Some common motivations for acts of animal abuse are:
- ignorance about humane and proper care of animals (very common with neglect)
- a basic level of callousness towards animals as sentient creatures
- as a form of amusement or “shock value” (common with youth)
- unmanaged emotions resulting in behaviors directed at animals (anger/rage)
- prejudicial behaviors towards a particular species (example: “cat haters”)
- retaliation towards an animal or person
- to gain a sense of “power and control” over an animal or person
- to deliberately intimidate and influence another person (such as causing fear to gain compliance or silence)
- to gain pleasure from the pain an suffering of another living creature (sadistic behavior)
- for economic gain (common in fighting operations)
- as a form of ritual supported by cultural background (such as ritual sacrifices)

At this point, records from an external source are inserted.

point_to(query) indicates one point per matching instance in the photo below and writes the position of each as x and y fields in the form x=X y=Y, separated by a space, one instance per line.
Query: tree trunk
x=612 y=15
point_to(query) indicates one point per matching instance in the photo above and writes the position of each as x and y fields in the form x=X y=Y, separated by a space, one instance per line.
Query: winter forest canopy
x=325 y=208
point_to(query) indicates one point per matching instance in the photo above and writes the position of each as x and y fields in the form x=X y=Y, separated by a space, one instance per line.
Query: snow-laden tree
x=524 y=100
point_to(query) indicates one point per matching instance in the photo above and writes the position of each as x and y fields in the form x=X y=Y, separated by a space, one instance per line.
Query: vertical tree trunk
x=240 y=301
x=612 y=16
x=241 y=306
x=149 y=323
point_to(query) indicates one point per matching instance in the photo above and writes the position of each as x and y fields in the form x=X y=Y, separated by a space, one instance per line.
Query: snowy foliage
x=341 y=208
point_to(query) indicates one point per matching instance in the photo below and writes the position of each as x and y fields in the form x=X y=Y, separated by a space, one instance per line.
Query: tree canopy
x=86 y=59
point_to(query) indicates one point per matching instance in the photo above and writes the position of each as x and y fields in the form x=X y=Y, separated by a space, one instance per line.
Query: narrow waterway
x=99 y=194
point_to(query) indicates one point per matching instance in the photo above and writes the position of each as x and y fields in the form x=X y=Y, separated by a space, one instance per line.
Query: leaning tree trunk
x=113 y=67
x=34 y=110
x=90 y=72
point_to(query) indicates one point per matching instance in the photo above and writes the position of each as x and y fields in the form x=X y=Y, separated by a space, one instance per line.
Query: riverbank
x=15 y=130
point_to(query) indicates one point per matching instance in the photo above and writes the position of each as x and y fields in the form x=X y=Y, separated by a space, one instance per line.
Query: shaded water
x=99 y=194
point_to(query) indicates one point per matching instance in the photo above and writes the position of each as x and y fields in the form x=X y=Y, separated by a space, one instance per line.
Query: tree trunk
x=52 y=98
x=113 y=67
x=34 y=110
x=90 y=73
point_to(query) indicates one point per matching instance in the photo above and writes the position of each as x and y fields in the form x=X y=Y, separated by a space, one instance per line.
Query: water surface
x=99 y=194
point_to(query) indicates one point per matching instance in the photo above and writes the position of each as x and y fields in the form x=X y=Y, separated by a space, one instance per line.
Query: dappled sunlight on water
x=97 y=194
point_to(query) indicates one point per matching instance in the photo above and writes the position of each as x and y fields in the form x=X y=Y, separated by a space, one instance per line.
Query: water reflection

People abuse animals for a variety of reasons and with varying levels of harm. Some acts of animal cruelty are the result of ignorance about humane and proper care of animals or impulsive actions stemming from unmanaged emotions. Animal cruelty may also be very deliberate, planned and goal directed such as in domestic violence situations where the abuser may be harming an animal to intimidate, terrorize and/or coerce a victim and/or for retaliatory acts towards a victim. Sadistic individuals derive pleasure from causing and observing other living creatures experience pain. In other instances the abuse may be less intentional and influenced more by the diminished mental state of the individuals such as hoarders, whose perception of their environment and behaviors is extremely distorted. When individuals diminish or deny or fail to recognize the sentient capacities of animals, the likelihood of abuse is increased.
It is important to determine the underlying reasons and motivations for the acts of animal cruelty of a specific individual. Individualized assessment is necessary to ensure appropriate and effective interventions with animal cruelty offenders.